We can see that the first seven lines of P repeat. P calls H(P,P) that simulates P(P) that calls H(P,P) in a cycle the never stops unless H stops simulating its input. When H does stop simulating its input P never reaches its final state of [00000c50] therefore never halts even though it stops running.

[00000c36][0025c1f2][0025c1f6] 55          push ebp
[00000c37][0025c1f2][0025c1f6] 8bec        mov ebp,esp
[00000c39][0025c1f2][0025c1f6] 8b4508      mov eax,[ebp+08]
[00000c3c][0025c1ee][00000c36] 50          push eax       // push P
[00000c3d][0025c1ee][00000c36] 8b4d08      mov ecx,[ebp+08]
[00000c40][0025c1ea][00000c36] 51          push ecx       // push P
[00000c41][0025c1e6][00000c46] e820fdffff  call 00000966  // call H(P,P)
Local Halt Decider: Infinite Recursion Detected Simulation Stopped

[00000c68][0010172a][00000000] 83c408      add esp,+08
[00000c6b][00101726][00000000] 50          push eax
[00000c6c][00101722][00000357] 6857030000  push 00000357
[00000c71][00101722][00000357] e810f7ffff  call 00000386
Input_Halts = 0
[00000c76][0010172a][00000000] 83c408      add esp,+08
[00000c79][0010172a][00000000] 33c0        xor eax,eax
[00000c7b][0010172e][00100000] 5d          pop ebp
[00000c7c][00101732][00000068] c3          ret
Number_of_User_Instructions(27)
Number of Instructions Executed(23721)

Strachey, C 1965.  An impossible program The Computer Journal, Volume 7, Issue 4, January 1965, Page 313, https://doi.org/10.1093/comjnl/7.4.313

Linz, Peter 1990. An Introduction to Formal Languages and Automata. Lexington/Toronto: D. C. Heath and Company.

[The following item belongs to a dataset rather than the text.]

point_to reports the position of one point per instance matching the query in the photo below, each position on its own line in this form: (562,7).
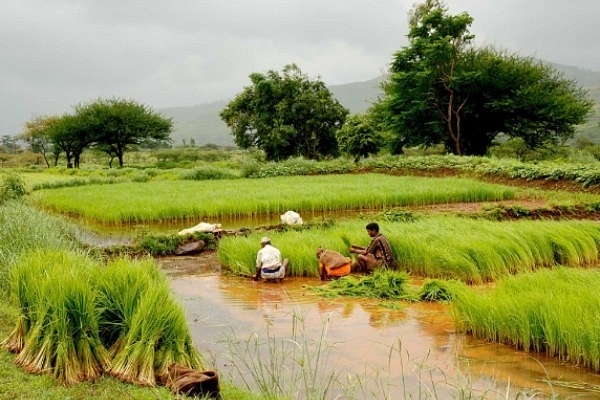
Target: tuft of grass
(548,311)
(382,284)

https://www.researchgate.net/publication/351947980_Halting_problem_undecidability_and_infinitely_nested_simulation

--

Copyright 2021 Pete Olcott

"Great spirits have always encountered violent opposition from mediocre minds." Einstein

[olcott]

On 8/14/2021 2:49 PM, dklei...@gmail.com wrote:

> On Saturday, August 14, 2021 at 9:06:27 AM UTC-7, olcott wrote:
>> the Turing machine halting problem. Simply stated, the problem
>> is: given the description of a Turing machine M and an input w,
>> does M, when started in the initial configuration q0w, perform a
>> computation that eventually halts? (Linz:1990:317).
>

> That is not a proper statement of what is at stake. The theorem
> is that there does not exist a Turing Machine which, given the
> description of another Turing Machine, can determine whether
> or not the second Turing Machine halts. The proof is that if such
> a first Turing Machine were to exist we can construction a
> second machine for which the first machine determines halting
> incorrectly.

>

// Simplified Linz Ĥ (Linz:1990:319)
// Strachey(1965) CPL translated to C
void P(u32 x)
{
if (H(x, x))
HERE: goto HERE;
}

All that I have to do to refute all of the conventional halting problem
proofs is to show how H correctly decides that its input H(P,P) never
halts.

I have done that, yet people deliberately make sure that to never
examine the actual analysis of the halt status decision of the actual
input to H. Instead they always dishonestly change the subject to
another computation that is not the input to H.